On April 8, 2013, Jonathan Klein committed suicide via the Golden Gate Bridge. “The night before, he’d asked me if I would open the place for him in the morning. I went down there at 11:00, and on the computer I see in an email, ‘I’m sorry that I have to do this; I know it’s going to bring a lot of pain to a lot of people.’”
In fact, the Castro, has been the hardest hit by the Ellis Act in recent years. According to the Anti-Eviction mapping project, 294 buildings in the Castro consisting of 837 units were evicted via Ellis from 1997–2013. The Mission, a neighborhood that contains a large transgender population, was the second most impacted, with 158 buildings and 455 units cleared.

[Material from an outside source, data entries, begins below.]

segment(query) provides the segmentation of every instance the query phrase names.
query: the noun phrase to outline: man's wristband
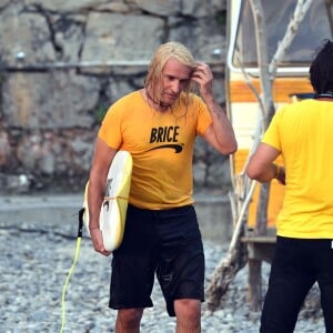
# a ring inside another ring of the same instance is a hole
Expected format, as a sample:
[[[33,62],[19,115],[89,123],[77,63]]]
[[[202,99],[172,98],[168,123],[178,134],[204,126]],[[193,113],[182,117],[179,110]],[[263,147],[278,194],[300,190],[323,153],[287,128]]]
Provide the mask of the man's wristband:
[[[281,173],[281,167],[279,167],[278,164],[273,164],[275,168],[275,172],[274,172],[274,179],[279,179],[280,173]]]

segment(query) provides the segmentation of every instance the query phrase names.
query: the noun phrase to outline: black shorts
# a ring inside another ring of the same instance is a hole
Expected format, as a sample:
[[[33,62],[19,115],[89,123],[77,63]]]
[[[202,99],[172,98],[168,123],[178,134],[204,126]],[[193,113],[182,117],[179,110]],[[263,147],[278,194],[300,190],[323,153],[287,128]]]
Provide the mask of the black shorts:
[[[204,254],[192,205],[142,210],[129,205],[124,238],[113,252],[111,309],[151,307],[157,273],[170,316],[173,301],[204,301]]]

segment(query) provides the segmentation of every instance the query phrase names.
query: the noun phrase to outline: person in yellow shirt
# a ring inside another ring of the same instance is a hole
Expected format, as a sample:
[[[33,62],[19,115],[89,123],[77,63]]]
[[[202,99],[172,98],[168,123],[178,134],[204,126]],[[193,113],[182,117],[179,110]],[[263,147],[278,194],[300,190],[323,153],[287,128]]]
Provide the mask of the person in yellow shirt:
[[[276,248],[265,296],[262,333],[294,331],[317,282],[326,332],[333,332],[333,42],[325,40],[310,67],[314,98],[273,117],[250,159],[251,179],[285,183]],[[284,167],[274,160],[282,154]]]
[[[192,158],[196,135],[222,154],[236,150],[233,129],[212,92],[208,64],[183,44],[158,48],[144,87],[107,112],[98,133],[89,180],[90,234],[105,251],[99,212],[110,163],[117,151],[133,159],[122,244],[112,252],[111,309],[115,332],[139,332],[144,307],[153,306],[157,274],[178,332],[200,332],[204,299],[204,253],[192,198]],[[200,97],[192,87],[199,88]]]

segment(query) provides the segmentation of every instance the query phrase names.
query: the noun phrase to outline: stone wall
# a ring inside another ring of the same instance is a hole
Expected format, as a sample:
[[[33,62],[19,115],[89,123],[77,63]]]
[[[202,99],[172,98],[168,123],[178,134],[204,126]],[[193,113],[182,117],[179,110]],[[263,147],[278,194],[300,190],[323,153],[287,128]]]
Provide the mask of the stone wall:
[[[105,110],[163,42],[212,64],[222,103],[224,20],[225,0],[0,0],[0,192],[82,191]],[[229,184],[198,140],[195,189]]]

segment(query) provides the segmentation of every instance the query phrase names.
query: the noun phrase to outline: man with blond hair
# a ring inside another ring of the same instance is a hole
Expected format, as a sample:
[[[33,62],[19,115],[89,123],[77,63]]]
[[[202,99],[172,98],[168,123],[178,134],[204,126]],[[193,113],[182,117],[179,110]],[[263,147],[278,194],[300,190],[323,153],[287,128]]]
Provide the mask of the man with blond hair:
[[[103,246],[99,212],[110,163],[117,151],[132,154],[133,171],[122,244],[112,252],[111,309],[115,332],[140,332],[152,306],[154,275],[176,332],[200,332],[204,299],[204,253],[192,198],[196,135],[222,154],[236,150],[230,121],[212,92],[208,64],[181,43],[155,51],[144,87],[113,103],[100,128],[89,182],[90,234]],[[198,97],[192,93],[196,84]]]

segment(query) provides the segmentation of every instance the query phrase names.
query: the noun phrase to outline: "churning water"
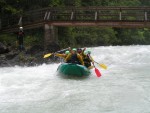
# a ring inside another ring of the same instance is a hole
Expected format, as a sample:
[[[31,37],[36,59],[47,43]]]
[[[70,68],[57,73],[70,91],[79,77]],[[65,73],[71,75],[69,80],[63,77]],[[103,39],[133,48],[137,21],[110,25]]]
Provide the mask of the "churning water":
[[[150,46],[91,48],[97,78],[56,76],[59,64],[0,68],[0,113],[150,113]]]

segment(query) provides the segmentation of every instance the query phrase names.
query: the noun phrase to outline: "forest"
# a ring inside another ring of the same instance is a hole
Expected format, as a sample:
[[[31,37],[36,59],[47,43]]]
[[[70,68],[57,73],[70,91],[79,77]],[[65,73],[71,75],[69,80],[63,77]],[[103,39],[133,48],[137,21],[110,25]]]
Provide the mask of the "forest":
[[[65,6],[150,6],[149,0],[0,0],[0,16],[20,14],[33,9]],[[60,47],[149,45],[149,28],[58,27]],[[42,44],[43,29],[26,31],[25,45]],[[13,43],[15,34],[0,34],[0,41]]]

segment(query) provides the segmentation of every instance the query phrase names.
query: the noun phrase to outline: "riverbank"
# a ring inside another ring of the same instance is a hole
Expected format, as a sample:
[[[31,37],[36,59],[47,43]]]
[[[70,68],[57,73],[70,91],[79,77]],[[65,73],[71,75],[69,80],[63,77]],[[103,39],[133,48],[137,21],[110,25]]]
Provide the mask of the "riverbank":
[[[44,51],[44,48],[35,45],[30,49],[23,51],[11,47],[11,45],[4,45],[0,43],[0,67],[18,66],[37,66],[43,63],[57,62],[58,58],[53,55],[49,58],[43,56],[49,52],[58,51],[59,47],[50,47],[49,50]]]

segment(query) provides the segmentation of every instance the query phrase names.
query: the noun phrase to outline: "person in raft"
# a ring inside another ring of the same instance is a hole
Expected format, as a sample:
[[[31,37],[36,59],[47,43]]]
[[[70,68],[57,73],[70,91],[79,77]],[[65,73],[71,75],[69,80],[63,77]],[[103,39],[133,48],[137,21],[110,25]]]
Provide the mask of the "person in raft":
[[[60,54],[60,53],[54,53],[54,55],[57,56],[57,57],[60,57],[60,58],[65,59],[69,53],[70,53],[69,51],[66,51],[66,52],[63,53],[63,54]]]
[[[65,58],[66,63],[74,63],[74,64],[80,64],[80,65],[84,65],[82,56],[77,53],[77,49],[73,48],[71,50],[71,53],[69,53],[67,55],[67,57]]]
[[[90,68],[90,67],[92,66],[91,63],[92,63],[93,66],[94,66],[94,60],[93,60],[93,58],[91,57],[91,51],[90,51],[90,50],[84,51],[84,55],[82,55],[82,57],[83,57],[84,65],[85,65],[87,68]]]

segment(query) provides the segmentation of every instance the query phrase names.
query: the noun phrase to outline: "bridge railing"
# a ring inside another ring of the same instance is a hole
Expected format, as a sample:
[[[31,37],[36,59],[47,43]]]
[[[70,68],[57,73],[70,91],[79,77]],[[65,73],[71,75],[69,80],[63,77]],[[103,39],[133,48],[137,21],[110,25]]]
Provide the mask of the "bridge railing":
[[[43,25],[46,22],[150,21],[150,7],[51,7],[1,18],[1,28]],[[41,23],[41,24],[40,24]]]

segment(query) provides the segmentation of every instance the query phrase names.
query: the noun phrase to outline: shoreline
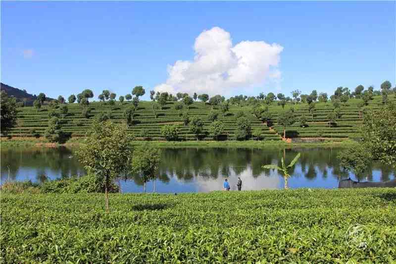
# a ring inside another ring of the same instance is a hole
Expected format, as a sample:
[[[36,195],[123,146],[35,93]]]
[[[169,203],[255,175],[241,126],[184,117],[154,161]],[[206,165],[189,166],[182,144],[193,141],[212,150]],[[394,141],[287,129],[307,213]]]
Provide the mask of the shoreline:
[[[67,142],[60,144],[50,143],[43,138],[13,138],[11,139],[1,138],[0,140],[0,148],[55,148],[60,147],[66,148],[78,147],[83,141],[83,138],[72,138]],[[356,141],[347,139],[328,139],[321,142],[288,142],[284,141],[134,141],[133,146],[140,146],[149,144],[158,148],[249,148],[264,149],[268,147],[279,148],[310,148],[333,147],[347,148],[357,146]]]

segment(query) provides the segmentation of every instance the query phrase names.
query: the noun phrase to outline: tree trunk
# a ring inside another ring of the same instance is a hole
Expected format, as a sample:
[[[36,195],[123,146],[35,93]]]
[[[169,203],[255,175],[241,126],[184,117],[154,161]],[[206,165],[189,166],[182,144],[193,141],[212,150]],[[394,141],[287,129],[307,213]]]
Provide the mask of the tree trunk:
[[[104,199],[106,206],[106,211],[108,212],[110,208],[108,206],[108,192],[107,191],[107,178],[106,177],[106,182],[104,183]]]

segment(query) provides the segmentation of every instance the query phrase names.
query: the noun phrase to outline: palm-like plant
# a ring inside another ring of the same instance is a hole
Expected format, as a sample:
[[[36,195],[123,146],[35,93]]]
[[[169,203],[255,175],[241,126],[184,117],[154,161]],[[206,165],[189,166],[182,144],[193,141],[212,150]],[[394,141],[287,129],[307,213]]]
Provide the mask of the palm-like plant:
[[[289,189],[289,186],[288,185],[288,180],[289,179],[289,177],[290,177],[290,174],[289,174],[288,168],[291,168],[294,166],[294,164],[297,162],[297,160],[298,159],[299,157],[300,154],[298,153],[296,156],[293,160],[292,160],[292,162],[290,162],[290,164],[289,164],[287,166],[285,165],[285,160],[283,160],[283,158],[282,158],[282,168],[278,167],[276,165],[272,164],[269,165],[263,165],[262,168],[264,169],[277,169],[278,170],[278,171],[281,171],[283,174],[283,178],[285,179],[285,189],[287,190]]]

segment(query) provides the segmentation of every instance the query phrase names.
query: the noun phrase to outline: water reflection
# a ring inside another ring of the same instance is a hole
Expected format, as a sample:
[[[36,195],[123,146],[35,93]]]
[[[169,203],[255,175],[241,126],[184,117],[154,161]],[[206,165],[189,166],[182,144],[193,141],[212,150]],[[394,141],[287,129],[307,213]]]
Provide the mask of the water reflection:
[[[284,181],[276,170],[264,169],[263,164],[281,166],[284,157],[288,164],[298,153],[298,161],[290,170],[290,188],[336,188],[342,179],[384,181],[395,177],[391,167],[379,164],[357,176],[343,170],[336,156],[339,149],[246,149],[216,148],[166,149],[162,151],[156,189],[159,192],[208,192],[221,190],[225,177],[236,189],[238,177],[243,190],[283,187]],[[33,150],[2,150],[1,179],[42,182],[47,178],[81,175],[85,171],[73,151],[65,148]],[[141,192],[143,183],[138,175],[125,175],[120,184],[124,192]],[[148,185],[148,191],[152,183]]]

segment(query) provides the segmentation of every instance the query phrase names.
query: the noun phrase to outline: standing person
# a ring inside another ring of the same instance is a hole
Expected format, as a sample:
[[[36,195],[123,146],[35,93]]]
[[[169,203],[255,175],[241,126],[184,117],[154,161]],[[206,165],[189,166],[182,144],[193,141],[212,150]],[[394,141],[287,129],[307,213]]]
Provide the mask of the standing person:
[[[224,180],[224,184],[223,185],[223,187],[224,187],[224,191],[230,190],[230,184],[228,183],[228,180],[227,179]]]

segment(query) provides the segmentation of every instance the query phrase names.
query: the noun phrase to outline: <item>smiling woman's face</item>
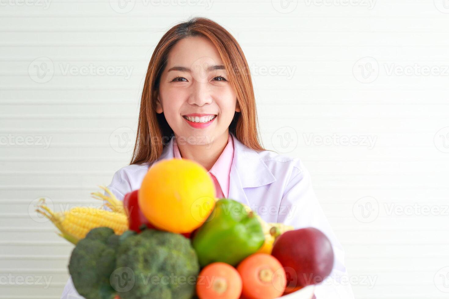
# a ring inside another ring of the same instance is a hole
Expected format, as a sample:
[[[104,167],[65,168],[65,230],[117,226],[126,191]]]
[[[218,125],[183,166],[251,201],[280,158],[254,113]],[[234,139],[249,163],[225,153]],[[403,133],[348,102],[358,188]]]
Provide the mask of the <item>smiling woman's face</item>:
[[[240,110],[224,65],[210,41],[187,38],[172,48],[156,106],[178,140],[204,145],[222,136],[227,139],[234,113]]]

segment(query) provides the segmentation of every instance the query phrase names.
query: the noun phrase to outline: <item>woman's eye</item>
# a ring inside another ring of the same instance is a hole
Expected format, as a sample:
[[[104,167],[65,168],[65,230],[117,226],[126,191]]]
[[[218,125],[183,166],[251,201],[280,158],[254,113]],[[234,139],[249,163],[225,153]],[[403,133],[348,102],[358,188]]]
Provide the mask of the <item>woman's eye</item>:
[[[225,78],[223,76],[217,76],[217,77],[214,78],[214,79],[216,79],[216,78],[221,78],[221,79],[220,79],[220,80],[218,80],[218,81],[227,81],[227,80],[226,80],[226,78]]]
[[[175,81],[176,81],[176,82],[185,82],[185,81],[180,81],[179,80],[178,80],[178,79],[184,79],[186,81],[187,80],[187,79],[186,79],[185,78],[183,77],[177,77],[176,78],[175,78],[174,79],[173,79],[173,80],[172,80],[172,82]]]

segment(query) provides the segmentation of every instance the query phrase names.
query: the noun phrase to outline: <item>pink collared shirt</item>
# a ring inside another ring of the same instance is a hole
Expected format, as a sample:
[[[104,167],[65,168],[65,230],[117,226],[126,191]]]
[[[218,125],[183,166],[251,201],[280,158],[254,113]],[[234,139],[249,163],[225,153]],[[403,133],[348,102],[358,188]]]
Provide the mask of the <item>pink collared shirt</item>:
[[[173,138],[173,152],[175,158],[181,159],[179,148],[175,137]],[[207,172],[215,184],[217,198],[227,198],[229,195],[229,174],[233,157],[234,143],[231,134],[228,134],[228,144],[212,168]]]

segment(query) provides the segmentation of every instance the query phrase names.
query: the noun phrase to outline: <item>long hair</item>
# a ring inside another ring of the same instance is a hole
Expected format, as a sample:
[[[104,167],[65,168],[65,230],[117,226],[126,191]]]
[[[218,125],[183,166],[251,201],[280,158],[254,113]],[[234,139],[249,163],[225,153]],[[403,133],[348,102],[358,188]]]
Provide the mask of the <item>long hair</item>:
[[[155,111],[161,75],[173,46],[182,39],[198,36],[208,39],[216,48],[237,95],[241,111],[234,113],[229,131],[248,147],[265,150],[260,141],[251,74],[242,48],[231,34],[217,23],[207,18],[194,17],[172,27],[161,39],[153,53],[142,92],[131,164],[151,163],[157,160],[174,135],[164,113],[157,113]]]

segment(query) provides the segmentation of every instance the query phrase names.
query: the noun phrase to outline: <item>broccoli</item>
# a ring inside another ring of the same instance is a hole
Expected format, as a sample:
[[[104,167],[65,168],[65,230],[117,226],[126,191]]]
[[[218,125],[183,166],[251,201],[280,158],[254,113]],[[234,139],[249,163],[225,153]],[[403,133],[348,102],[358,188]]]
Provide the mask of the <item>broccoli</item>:
[[[114,298],[116,291],[110,277],[115,268],[117,247],[129,235],[119,236],[109,227],[98,227],[78,243],[70,257],[69,272],[80,295],[86,299]]]
[[[120,243],[115,266],[125,280],[111,280],[121,299],[191,298],[200,270],[189,239],[150,229]]]

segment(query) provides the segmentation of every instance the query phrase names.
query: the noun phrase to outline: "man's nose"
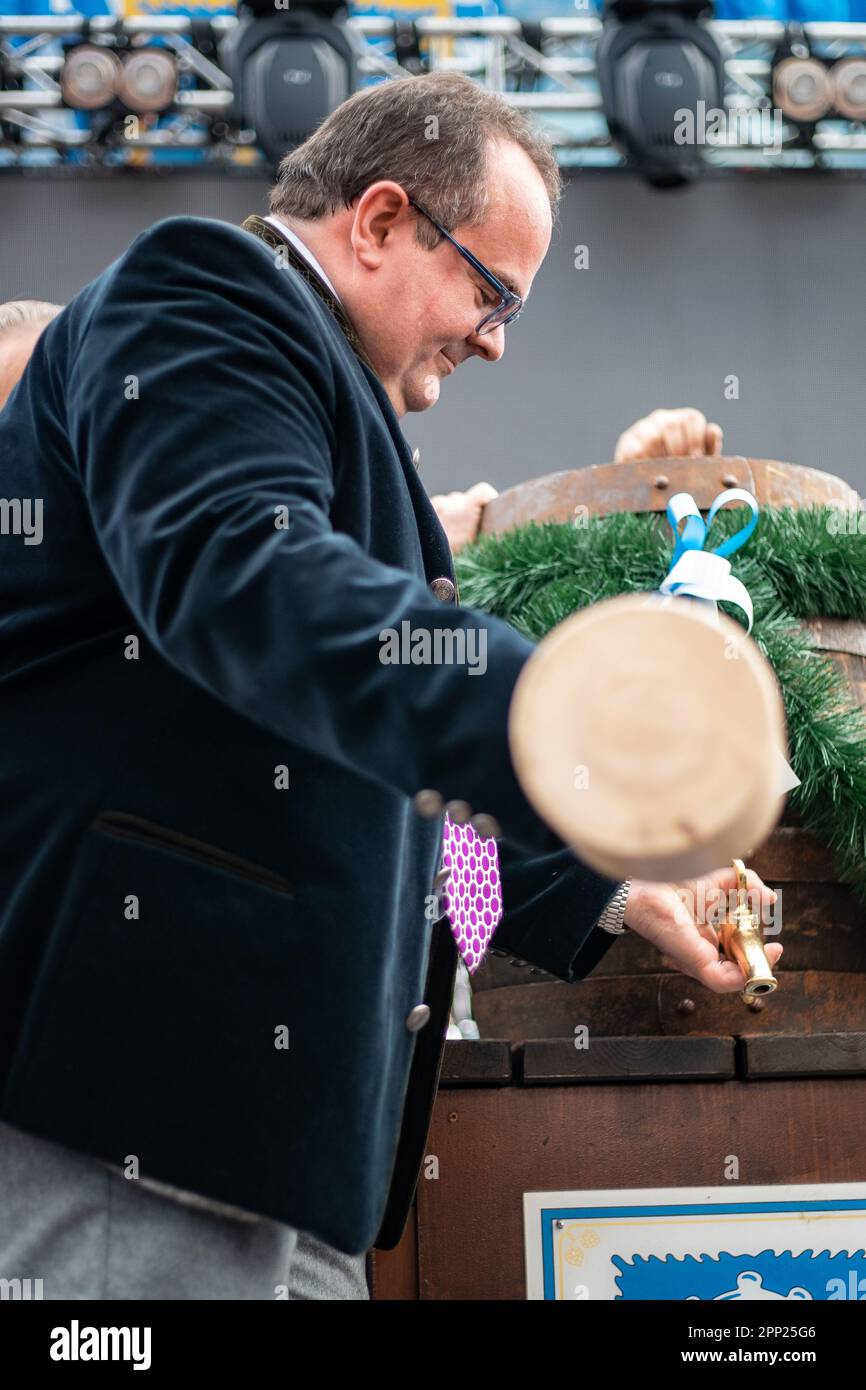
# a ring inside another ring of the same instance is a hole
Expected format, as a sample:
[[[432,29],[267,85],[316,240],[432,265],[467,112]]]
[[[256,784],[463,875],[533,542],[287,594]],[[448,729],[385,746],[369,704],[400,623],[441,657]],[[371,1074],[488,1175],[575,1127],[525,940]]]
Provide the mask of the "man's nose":
[[[505,352],[505,325],[499,324],[489,334],[473,332],[466,341],[477,357],[484,357],[487,361],[499,361]]]

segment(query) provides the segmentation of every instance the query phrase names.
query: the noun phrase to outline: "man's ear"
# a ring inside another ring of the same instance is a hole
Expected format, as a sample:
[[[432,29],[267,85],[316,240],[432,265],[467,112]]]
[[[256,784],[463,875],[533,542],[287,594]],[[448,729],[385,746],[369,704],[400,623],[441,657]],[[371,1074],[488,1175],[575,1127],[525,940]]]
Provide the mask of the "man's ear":
[[[378,270],[388,238],[393,236],[410,217],[409,199],[399,183],[379,179],[366,188],[357,200],[352,222],[352,249],[361,265]]]

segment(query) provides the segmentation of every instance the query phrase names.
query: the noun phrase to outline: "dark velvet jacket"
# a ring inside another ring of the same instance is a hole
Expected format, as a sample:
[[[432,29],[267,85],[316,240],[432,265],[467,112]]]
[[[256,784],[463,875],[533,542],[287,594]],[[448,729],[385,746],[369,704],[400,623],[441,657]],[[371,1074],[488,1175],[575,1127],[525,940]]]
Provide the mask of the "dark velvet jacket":
[[[416,792],[499,821],[498,947],[574,980],[613,941],[616,884],[509,760],[531,644],[434,596],[448,541],[381,382],[240,228],[158,222],[76,295],[0,478],[43,518],[0,534],[0,1116],[393,1243],[455,966]],[[403,621],[484,628],[487,674],[384,664]]]

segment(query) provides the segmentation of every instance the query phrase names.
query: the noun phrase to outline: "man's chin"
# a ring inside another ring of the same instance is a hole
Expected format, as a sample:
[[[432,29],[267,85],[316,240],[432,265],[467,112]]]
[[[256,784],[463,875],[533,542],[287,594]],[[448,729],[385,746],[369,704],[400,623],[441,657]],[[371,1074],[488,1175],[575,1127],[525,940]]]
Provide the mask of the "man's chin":
[[[406,392],[407,410],[430,410],[439,399],[442,379],[434,371],[427,373],[421,381],[413,381]]]

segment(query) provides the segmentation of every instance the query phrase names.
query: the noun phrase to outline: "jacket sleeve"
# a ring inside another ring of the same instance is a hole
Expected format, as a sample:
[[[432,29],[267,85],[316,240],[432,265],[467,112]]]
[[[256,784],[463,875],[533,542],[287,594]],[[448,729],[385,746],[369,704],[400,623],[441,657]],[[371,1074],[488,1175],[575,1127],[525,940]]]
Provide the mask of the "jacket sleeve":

Few explanations exist as to why these specific neighborhoods have been so targeted, though one compelling theory is offered up by John Ellis (of no relation to the State Senator for whom the Ellis Act is named), a local architect who focuses on sustainable urbanism and is a veteran of public housing design. “The Castro is one of the oldest parts of the city,” he says. “It survived the earthquake and fire, and a lot of the buildings are 19th-century buildings of great character and appropriate size. The Castro and the Mission offer building types that are much more interesting and flexible.”
We treat housing as a commodity, point blank, rather than treating it as something that is a social good with social value
Outrage over this trend is a reason for one of the most controversial and aggressive measures on the local ballot this cycle. If passed, Proposition G would impose a sales tax on all multi-unit properties flipped in a 5 year window. Proponents of the bill which was first drafted by Harvey Milk in the late 70’s, see this step as a means to slow the astronomical cost of real estate in the city. By taxing the process, activists hope to cool the market for residential property, which they see as inexorably linked to tenant eviction and, ultimately, gentrification.
“We treat housing as a commodity, point blank, rather than treating it as something that is a social good with social value, something that can keep a diversity of people inside city limits,” explains Quintin Mecke, the proposition’s campaign manager. “We have to stem this idea that people’s housing is a vehicle for profit.”
On the first Monday in October, about the time San Francisco’s unofficial and brief “summer” begins, many of the city’s most visible grassroots activists and community leaders stage a rally in support of G on the steps of City Hall. State Senators, city supervisors and community activists all take turns addressing the small crowd via a portable PA system. A group of counter-protesters quickly assembles as well, chanting “NO ON G!” loud enough that they temporarily drown everything else out. A middle-aged Chinese woman walks around, passing out flyers which outline how the proposition will have a detrimental impact on the middle class by driving housing prices up even further.
Reacting in kind, G’s supporters re-direct the sound system so that it points directly in the faces of their opponents. One elected official grabs the microphone and shouts, “We are at war right now! Halloween has come early! Don’t let these goddamn monsters around us beat us!”
A particularly riled up counter-protester breaks ranks with her side, running at the speaker and thrusting her “No!” sign close to his face. For a moment, everything is an amorphous cacophony of accusations, and neither side will step down.